Te Ao o te Māori
A window into the rich lifestyles of contemporary Māori
Photographs and words Nā Phil Tumataroa
A rūnanga business in Kaikōura is changing lives, the environment and the narrative when it comes to pest control in its takiwā.
“The norm for most organisations that operate in pest control has been about eradication,” says Rawiri Manawatu, the Managing Director of Te Rūnanga o Kaikōura, “but we are changing that narrative to restoration – restoring the balance of nature.
“Kia haumanu te koha o Marokura is what we have named it. Marokura was one of the atua that came down to Kaikōura and the northern east coast and beautified it in preparation for man and animals to live on the land – it was a time when everything was balanced. So our kōrero is that we are restoring the gift of Marokura and restoring the balance of nature.”
Three years ago the rūnanga realised it needed to be prepared for future commercial opportunities within its takiwā. From a table-top review a list of opportunities was identified and Rawiri was engaged to get the company work ready.
He started building and strengthening relationships with Treaty partners, the Department of Conservation, Environment Canterbury and the local councils of Kaikōura, Marlborough and Hurunui.
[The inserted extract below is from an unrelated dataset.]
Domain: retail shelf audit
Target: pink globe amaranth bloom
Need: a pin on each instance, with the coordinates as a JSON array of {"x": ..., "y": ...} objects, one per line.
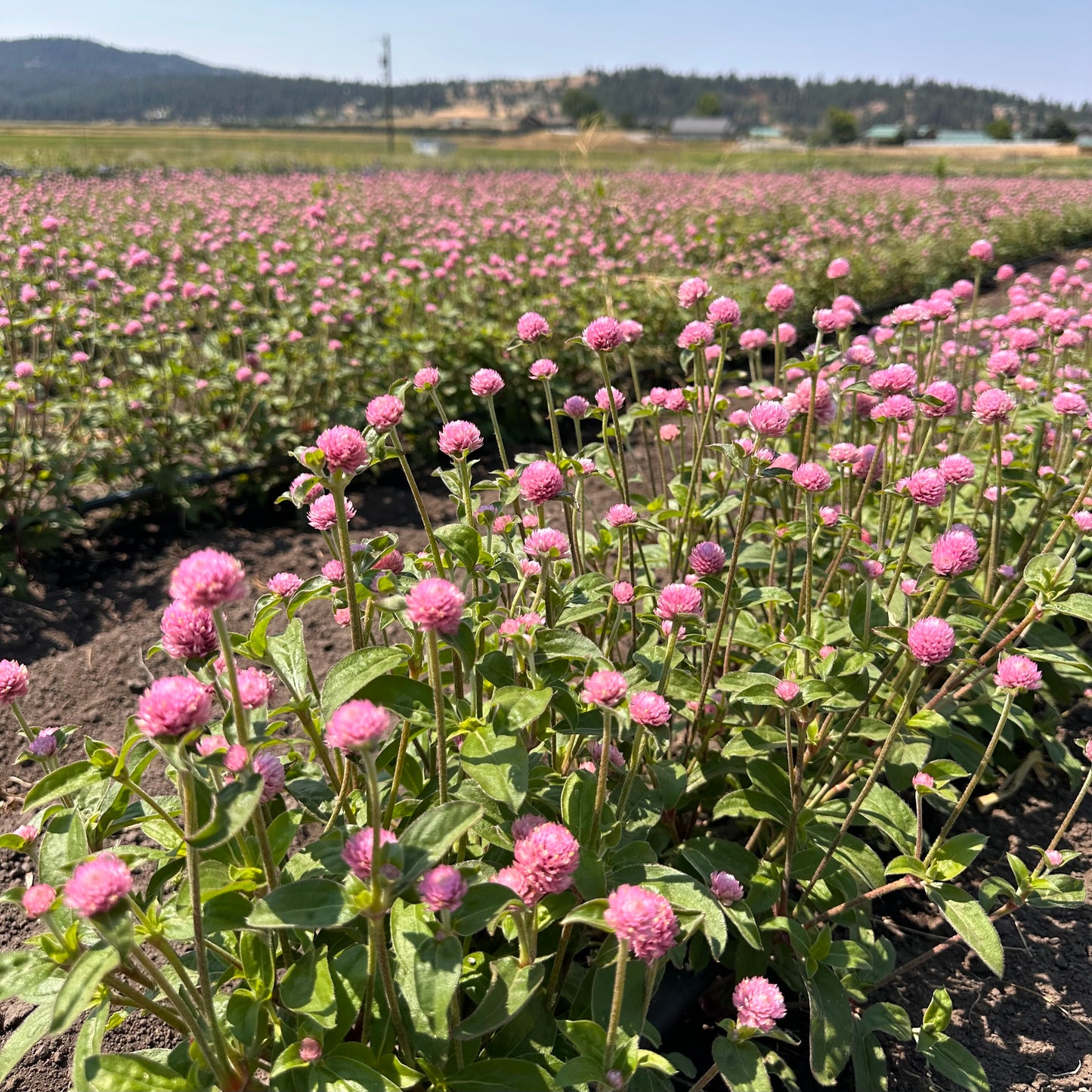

Covid intervened and with it the Government’s Jobs For Nature programme presented an unexpected chance to propose pest control along 130 kilometres of coastline.
With the support of Treaty partners the company secured a $2.1 million three-year contract for pest control from the Oaro River north to the Awatere River.
Since July last year the company has grown to 11 fulltime employees, all from the local community and all Māori. Seventy per cent are Ngāti Kurī/Ngāi Tahu.
“Our business outcomes include whānau employment, personal development, training, creating career pathways, connecting people to the whenua, culture and whakapapa – it’s more than just doing the mahi, it’s connecting them as kaitiaki and giving them pride in being Māori and working for a Māori organisation.”
All pest control is done by trapping; no poisons are used. The team, which is predominantly rangatahi, spent the early months building the 1100 traps that come September will line parts of the coast.
They mainly trap rats, ferrets, weasels and stoats that are responsible for killing native bird colonies that nest and breed along the coastal flats. All traps are geo-located by GPS and all trapping data is collected remotely.
Rawiri says the company is focussed on building capability within its own people and creating a strong foundation and structure from where they can develop their kaimahi to become the next generation of kaitiaki.